In Quadrant 1, this is us on full, transparent display.

If you were to map this quadrant for yourself, it would include the thoughts, feelings, narratives, stories, and behaviors you know about and that others know about you. For example, I know I love tardigrades and, because I share about them on Instagram, others know this about me as well. This part of my personality is purely Quadrant 1 material.

But in Quadrant 2, things get a little more spicy.

These are the parts of ourselves we don’t recognize, but other people do. If you were to ask someone what they think fits in this quadrant for you, they might list unrecognized gifts or tendencies, the ways you act out your unexamined privileges or biases, or even one or two little mannerisms you didn't know you have.

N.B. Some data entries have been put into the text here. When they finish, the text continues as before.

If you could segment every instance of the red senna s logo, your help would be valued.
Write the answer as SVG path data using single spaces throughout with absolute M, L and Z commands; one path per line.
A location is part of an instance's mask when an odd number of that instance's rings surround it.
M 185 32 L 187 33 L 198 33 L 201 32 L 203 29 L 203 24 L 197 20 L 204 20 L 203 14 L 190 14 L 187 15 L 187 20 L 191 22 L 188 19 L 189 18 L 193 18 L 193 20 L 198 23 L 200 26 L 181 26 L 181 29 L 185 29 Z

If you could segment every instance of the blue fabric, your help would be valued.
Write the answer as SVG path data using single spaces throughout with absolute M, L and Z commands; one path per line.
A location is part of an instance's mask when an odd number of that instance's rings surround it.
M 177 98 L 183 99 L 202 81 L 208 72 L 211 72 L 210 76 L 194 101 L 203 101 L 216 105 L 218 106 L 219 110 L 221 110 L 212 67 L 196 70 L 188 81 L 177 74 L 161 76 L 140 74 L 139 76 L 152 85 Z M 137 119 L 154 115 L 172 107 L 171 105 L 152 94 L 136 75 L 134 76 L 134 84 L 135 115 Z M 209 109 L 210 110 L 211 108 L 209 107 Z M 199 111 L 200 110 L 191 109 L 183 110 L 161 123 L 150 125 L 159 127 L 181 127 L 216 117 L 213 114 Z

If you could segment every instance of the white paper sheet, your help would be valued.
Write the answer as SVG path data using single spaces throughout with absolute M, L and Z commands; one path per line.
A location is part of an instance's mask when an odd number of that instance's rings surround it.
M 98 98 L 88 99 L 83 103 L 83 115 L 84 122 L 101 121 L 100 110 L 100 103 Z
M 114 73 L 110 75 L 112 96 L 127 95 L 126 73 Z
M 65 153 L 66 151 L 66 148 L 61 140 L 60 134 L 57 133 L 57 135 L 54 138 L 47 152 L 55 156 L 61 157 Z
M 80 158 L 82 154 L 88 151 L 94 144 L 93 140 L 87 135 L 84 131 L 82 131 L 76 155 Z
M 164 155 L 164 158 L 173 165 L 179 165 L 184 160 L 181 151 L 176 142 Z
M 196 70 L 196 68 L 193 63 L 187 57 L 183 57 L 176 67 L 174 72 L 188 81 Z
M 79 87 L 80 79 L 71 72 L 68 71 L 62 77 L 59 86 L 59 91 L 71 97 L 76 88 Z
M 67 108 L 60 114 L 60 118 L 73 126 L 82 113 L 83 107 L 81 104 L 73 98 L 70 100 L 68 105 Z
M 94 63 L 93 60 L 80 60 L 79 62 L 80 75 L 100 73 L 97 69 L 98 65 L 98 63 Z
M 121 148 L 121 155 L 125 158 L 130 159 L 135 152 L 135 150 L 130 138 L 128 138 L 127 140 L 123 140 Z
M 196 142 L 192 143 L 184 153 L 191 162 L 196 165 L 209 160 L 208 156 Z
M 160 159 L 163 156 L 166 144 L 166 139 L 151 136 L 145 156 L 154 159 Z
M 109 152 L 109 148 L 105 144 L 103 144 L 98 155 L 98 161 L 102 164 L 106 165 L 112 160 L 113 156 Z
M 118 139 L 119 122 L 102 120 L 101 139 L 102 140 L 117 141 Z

Intimate partners, friends, family, and community members who come from different socioeconomic backgrounds and experiences often have front row seats to these parts of us. They are at times the closest benefactors of our unknown gifts and the most in danger of being harmed by our unrecognized biases and behavioral patterns. Those closest to us can hold up the mirror in ways that absolutely devastate our sense of identity, but also open us to new levels of awareness and healing.

Quadrant 3 is home to our hidden stories and the things we hold close to the chest.

These are the parts of ourselves we know about, but don’t want others to know. Included here might be constricting narratives and stories with which we hold guilt and shame or simply things we have chosen to maintain boundaries around. They are the things we'd just...rather keep to ourselves.

(And the size of this quadrant changes based on who the “others” are; for example, I keep some aspects of my identity hidden from my employer while happily sharing them with my friends.)

Then there’s the strange and curious Quadrant 4: the land of mystery.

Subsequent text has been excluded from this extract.